St. John Watch by VIPD Commissioner Elton Lewis

In today’s organizational environments there is a new kind of benefit or perk that is beginning to outweigh compensation and even health benefits. It is called learning, training and development. It is natural that most people want to excel, want to be on a continuous improvement path and embrace what is considered life-long learning. That is exactly what the Virgin Islands Police Department is creating today.

There are a many ways that training and learning benefits the Department. A few of those are creating a more enthusiastic work environment, facilitating retention and increasing community satisfaction. Many of these outcomes are tied together, so when the VIPD achieves one, oftentimes the others fall into place.

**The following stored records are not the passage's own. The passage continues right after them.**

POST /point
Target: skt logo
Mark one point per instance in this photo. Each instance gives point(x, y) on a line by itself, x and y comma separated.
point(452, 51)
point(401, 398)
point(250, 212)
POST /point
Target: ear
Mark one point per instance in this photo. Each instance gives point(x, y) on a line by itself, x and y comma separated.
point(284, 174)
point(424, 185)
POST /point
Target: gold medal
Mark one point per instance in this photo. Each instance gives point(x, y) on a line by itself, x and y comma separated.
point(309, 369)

The decision to make training a priority for the VIPD was a result of numerous discussions with the rank and file of the police department as well as discussions with citizens about their concerns with the department. In these discussions, most people expressed dissatisfaction with the officers’ performance, which many attributed to a lack of training. Some questioned the caliber of training the officers were receiving and felt that with a proper education program, these problems would be alleviated. In fact, I have recently received a letter from an attorney expressing concern and dismay at the poor testimony of police officers in court hearings. The VIPD is now requiring Courtroom Testimony training.

Having been a training instructor at the police academy, I know and appreciate the importance of police training. Once qualified police applicants are selected, the Department must ensure that they possess the requisite knowledge and skills to perform police work, and that training must continue throughout the officer’s career through in-service training. This is integral to the VIPD’s continuous improvement process.

Police training consists of three phases: basic training, field officer training, and in-service training. Basic training is just basic level of competency before entering into police work. Field officer training is that training program to supplement basic training, reinforce what was taught in basic training. In-service training keeps veteran officers abreast of new and innovative procedures and techniques in police work. In future articles we can talk about more specialized training.

The Virgin Islands Police Department has adopted high training standards. However, it is important that the officers apply what they have learned. As the saying goes, “You can lead a horse to the trough, but you can’t make him drink.”

Here’s a sample of some of the programs offered: Domestic Violence Training, Anti-Corruption & Integrity Awareness, At-Scene Crash Investigation, Civil Rights & Use of Force, Courtroom Testimony Training, Customer Service, Emergency Service Certification, Homicide Investigation, Firearms Transition Training, Financial Management, International Money Laundering, Interview and Interrogation, Intoxilizer Operators Course, Judgmental Shooting, Leader Development, Patrol Investigative Techniques, Physical Fitness, Traffic, Supervision, Window Tint Meter Operator, Weapons of Mass Destruction and Victim Violence Sex Offense. Understand that this just touches the surface.

The Virgin Islands Police Department has a moral and ethical obligation to the community we serve to provide the very best possible services, and to this end training remains a high priority for the department. Simply put, my vision of VIPD training is: Superior performance for the public we serve, significantly increasing customer service, retention of the best of the best members of the rank and file, improving quality, increasing the ability to respond to change, energizing a committed VIPD, engaging in the community and exceeding the demands of the public.

I believe that in order to implement a successful training program, the VIPD leadership and management must be committed, proactive, and supportive, both in attitude and in action. The rewards for the VIPD, the individual sworn officer and civilian and the citizens of the Virgin Islands are great.

Successful training im-proves reliability, morale, retention, efficiency, productivity and overall performance for the community. My passion is helping the VIPD attain, achieve and become all that they aspire to being, doing and having. I want the VIPD to succeed. I believe training, knowledge and education is the path to the best Virgin Islands Police Department ever.

Ultimately, learning is up to each individual – it’s not something I or my management team can require. The essence of a successful VIPD is its capacity to raise the aspirations of each police officer and civilian. These are the people whose contributions and ongoing development become the life-blood of performance gains and a higher quality of life in the Virgin Islands. Training and learning is the vehicle that will allow the VIPD to attain those lofty goals.